In the week when mayoral candidates Boris Johnson and Ken Livingstone clashed over their plans for the private rented sector, the assembly has published its own proposals.
The assembly’s planning and housing committee’s report Bleak Houses suggests measures to improve affordability, security and standards in the private rented sector, which now represents around 850,000 homes in the capital.
The report calls for the mayor to develop an accreditation scheme which sets out minimum standards private landlords have to meet and a publicity campaign to raise awareness of the scheme among tenants. The report urges councils to only place people in properties belonging to landlords who meet the standards.
It also calls for:
- Government tax incentives to encourage landlords to improve their properties and to offer tenancies longer than six months
- The mayor to encourage councils to negotiate longer tenancy agreements with private landlords, with a minimum tenancy offer of five years
- Measures to incentivise landlords to take part in the accreditation scheme including relaxing licensing regulations where properties are managed by an accredited agent.
The report says £400 million is paid to private landlords in London annually.
Jenny Jones, Green Party member and chair of the Assembly’s planning and housing committee, said: ‘Families need certainty about where they will be living so that they can settle their children in schools and forge community links. In exchange for the hundreds of millions of pounds of public money they are receiving, private landlords must be compelled to provide certainty in the form of longer tenancies.’

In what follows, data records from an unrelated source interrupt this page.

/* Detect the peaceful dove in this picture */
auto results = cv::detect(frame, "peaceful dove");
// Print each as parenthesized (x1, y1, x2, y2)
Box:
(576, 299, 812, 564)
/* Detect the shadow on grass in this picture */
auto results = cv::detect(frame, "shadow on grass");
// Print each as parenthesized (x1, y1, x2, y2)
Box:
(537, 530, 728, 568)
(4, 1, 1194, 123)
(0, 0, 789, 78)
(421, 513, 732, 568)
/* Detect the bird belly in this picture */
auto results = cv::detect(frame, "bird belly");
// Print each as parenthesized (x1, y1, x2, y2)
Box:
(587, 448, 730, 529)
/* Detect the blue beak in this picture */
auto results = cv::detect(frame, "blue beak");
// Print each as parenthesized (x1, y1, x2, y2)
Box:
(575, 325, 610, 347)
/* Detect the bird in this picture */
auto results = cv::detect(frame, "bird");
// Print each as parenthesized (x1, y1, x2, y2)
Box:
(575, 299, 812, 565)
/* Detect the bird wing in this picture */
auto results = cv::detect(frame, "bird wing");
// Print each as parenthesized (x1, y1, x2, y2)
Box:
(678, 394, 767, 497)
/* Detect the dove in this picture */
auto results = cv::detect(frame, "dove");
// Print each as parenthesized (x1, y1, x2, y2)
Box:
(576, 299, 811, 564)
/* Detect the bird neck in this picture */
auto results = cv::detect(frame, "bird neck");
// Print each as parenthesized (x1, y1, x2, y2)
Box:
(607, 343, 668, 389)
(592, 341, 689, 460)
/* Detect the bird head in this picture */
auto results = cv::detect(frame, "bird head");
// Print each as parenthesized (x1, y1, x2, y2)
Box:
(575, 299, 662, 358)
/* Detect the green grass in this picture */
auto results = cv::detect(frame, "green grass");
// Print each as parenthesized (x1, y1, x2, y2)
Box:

Labour mayoral candidate Ken Livingstone this week announced plans to improve conditions in the private rented sector by setting up a non-profit lettings agency if elected. This would seek to match ‘good’ landlords with ‘good’ tenants and give private landlords the confidence to offer longer tenancies. Mr Livingstone also pledged to campaign for a London Living Rent to make housing costs more affordable for private rented sector tenants.
Mr Johnson slammed the plans, saying rent controls would be ‘devastating’ for construction in the capital and would lead to shabbier accommodation as landlords seek to recoup their drop in income from lower rents.
Mr Johnson has announced plans to accredit private landlords. He said he has also published a rents map which gives tenants information about fair rents in their area.